Co wiesz o Irenie Sendlerowej? Ale tak bez zaglądania do wikipedii i bez ściemy? Staruszka, która wynosiła dzieci z getta i umieszczała je w polskich rodzinach, przytułkach i klasztorach. Staruszka gdy o tym opowiadała i pokazywały ją media, choć w wyobraźni wciąż z trudem dekoduję w zdjęciach tej młodej kobiety przyszłą bohaterkę popkultury. Anna Bikont zmierzyła się z legendą, mitami i dziesiątkami wersji historii o Irenie Sendlerowej, w efekcie napisała książkę nie mającą sobie równych w ostatnich latach - polifoniczny reportaż, w którym Autorka czyta wszystko - od wywiadów przez dokumenty, niepublikowane rozmowy, archiwa po opowiadania, poezję i komiksy - wszędzie szukając śladów prawdziwej opowieści o Holokauście i swojej bohaterce. Rozmawia też ze wszystkimi - bibliografa z jednej strony jest wspaniała, z drugiej uświadamia ile pracy wykonała autorka “My z Jedwabnego”. Mając do dyspozycji wielokrotnie przerobione, pozmieniane i przepisywane opowieści Bikont szuka tych najbardziej prawdopodobnych. Nie odpuszcza swojej bohaterce - weryfikuje wszystkie jej wypowiedzi i wielokrotnie znajduje nie tylko nieścisłości, ale zwyczajne mity czy przekłamania. Za chwilę o tym więcej, ale na mnie największe wrażenie robią sytuację, gdy Bikont odkrywa w opowiadaniu jednej osoby historię innej i potrafi ją precyzyjnie zlokalizować. To trochę tak jakby czytać Nowy Testament i mieć w głowie całą konkordancję do Starego. Czy jakoś tak.
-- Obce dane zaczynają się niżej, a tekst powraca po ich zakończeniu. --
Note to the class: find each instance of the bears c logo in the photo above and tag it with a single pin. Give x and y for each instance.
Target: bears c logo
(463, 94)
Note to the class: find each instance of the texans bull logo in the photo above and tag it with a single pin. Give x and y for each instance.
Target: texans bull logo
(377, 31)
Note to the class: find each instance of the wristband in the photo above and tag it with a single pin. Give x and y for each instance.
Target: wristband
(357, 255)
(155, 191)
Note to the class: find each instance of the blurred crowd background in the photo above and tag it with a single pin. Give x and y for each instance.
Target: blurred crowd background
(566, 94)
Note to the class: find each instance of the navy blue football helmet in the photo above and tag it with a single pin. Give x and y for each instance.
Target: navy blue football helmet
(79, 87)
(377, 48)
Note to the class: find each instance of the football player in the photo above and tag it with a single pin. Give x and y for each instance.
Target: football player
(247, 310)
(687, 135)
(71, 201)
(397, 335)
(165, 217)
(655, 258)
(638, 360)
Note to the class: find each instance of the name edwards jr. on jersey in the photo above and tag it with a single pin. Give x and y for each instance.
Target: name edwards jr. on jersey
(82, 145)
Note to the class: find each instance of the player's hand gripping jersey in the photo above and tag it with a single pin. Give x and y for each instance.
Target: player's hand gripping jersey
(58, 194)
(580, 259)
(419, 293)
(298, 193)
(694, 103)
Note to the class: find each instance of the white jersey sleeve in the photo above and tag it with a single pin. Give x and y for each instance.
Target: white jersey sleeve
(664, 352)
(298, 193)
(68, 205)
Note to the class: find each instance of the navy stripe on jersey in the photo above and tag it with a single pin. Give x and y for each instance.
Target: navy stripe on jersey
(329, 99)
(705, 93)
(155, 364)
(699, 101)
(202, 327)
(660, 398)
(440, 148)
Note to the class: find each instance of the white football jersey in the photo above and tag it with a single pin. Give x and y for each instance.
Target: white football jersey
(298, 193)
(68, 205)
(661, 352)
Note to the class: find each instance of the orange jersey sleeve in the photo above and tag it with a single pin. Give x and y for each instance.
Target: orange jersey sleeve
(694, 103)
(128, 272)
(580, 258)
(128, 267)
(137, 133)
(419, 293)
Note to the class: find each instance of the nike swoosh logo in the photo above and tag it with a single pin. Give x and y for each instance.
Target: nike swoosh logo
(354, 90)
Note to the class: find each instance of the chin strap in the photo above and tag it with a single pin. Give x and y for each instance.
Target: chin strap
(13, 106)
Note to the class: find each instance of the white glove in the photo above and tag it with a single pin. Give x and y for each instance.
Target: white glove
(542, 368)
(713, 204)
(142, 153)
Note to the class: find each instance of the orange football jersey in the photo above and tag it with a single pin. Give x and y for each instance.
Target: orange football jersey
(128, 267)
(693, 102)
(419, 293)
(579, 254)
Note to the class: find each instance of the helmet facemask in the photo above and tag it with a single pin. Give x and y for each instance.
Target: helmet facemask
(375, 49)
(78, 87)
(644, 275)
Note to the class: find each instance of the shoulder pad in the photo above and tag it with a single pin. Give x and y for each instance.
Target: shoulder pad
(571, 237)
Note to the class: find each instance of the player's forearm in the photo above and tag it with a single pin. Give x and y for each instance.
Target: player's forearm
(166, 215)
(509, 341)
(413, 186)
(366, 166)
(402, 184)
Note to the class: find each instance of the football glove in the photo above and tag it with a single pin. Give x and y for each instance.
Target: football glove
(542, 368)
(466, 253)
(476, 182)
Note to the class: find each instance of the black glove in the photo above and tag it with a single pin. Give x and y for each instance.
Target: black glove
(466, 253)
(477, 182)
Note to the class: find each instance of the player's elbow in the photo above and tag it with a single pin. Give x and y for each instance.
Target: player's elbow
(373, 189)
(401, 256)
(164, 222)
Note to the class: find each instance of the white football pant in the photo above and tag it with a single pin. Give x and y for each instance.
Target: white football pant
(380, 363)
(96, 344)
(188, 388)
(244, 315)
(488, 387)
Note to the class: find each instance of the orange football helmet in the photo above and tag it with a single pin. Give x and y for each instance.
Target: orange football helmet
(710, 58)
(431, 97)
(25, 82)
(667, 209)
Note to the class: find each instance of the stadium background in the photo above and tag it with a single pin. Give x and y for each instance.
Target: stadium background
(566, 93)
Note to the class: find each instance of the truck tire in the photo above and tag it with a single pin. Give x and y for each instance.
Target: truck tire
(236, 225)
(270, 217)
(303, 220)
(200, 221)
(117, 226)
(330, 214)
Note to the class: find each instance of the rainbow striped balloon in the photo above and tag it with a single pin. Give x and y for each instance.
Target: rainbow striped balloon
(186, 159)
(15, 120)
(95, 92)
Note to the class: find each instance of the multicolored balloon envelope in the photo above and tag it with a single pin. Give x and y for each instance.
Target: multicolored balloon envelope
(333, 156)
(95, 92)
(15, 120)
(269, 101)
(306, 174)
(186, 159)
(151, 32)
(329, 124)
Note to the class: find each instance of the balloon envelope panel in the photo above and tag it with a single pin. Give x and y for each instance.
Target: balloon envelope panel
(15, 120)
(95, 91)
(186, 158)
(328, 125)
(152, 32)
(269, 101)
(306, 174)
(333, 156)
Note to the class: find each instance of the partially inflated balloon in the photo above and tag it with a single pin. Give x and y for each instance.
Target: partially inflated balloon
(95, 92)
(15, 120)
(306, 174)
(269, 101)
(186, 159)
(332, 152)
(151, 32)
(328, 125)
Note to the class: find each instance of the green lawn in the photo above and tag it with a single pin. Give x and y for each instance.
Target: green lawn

Reportaż Anny Bikont o życiu Sendlerowej przetykany jest opowieściami osób, które zetknęły się z nią - były przez nią ukrywane; postaci, którym w jakimś momencie pomogła, albo które po prostu bardzo chciały być przez nią uratowane. Renata Skotnicka, która sporo zrobiła dla promocji postaci Sendlerowej za oceanem i wielokrotnie mówiła, że została przez nią uratowana, przyparta przez Bikont do muru, przyznaje, że Sendlerowa nie miała nic wspólnego z jej uratowaniem, a “jak tylko zobaczyłam Irenę, zapragnęłam, by była częścią mojego życia.” Ile było takich osób? Co jest mitem, ile historii stało się prawdą dzięki potrzebie tworzenia ciekawej opowieści? Większość dzieci nie pamiętała Sendlerowej, kolejne kryjówki zlewały się, ludzie, miejsca, czasy - wszystko płynne. A jednocześnie powstało dziesiątki opowieści o tych wydarzeniach - w większości według podobnych wzorców. Tak jest w przypadku marszu Korczaka i “jego” dzieci na Umschlagplatz, który opisywany jest w dziesiątkach historii jako godny pochód, w którym niesiono sztandary i grała muzyka, a obserwowało ją sporo ludzi, którzy później to opisali. Prawda jest daleka od tych uroczych i pobudzających wyobraźnię obrazków. Tu właśnie rysuje się to co dostrzegamy w prozie postholokaustowej (zwłaszcza współczesnej) - przenoszenia toposów i strategii narracyjnych na konkretne momenty i postaci historyczne, niezgodnie z realiami historycznymi, często w moralizatorskim celu (‘vide’ Rumkowski). Tak tworzona pamięć o historii produkuje dzieła czasem wybitne, ale często kiczowate, korzystające z prostych kodów. O ile mniej pretensji można mieć do postaci takich jak Sendlerowa, tak już do pisarzy i pisarek, którzy wtórnie opowiadają tą hstorię - można. Ale o tym kiedy indziej.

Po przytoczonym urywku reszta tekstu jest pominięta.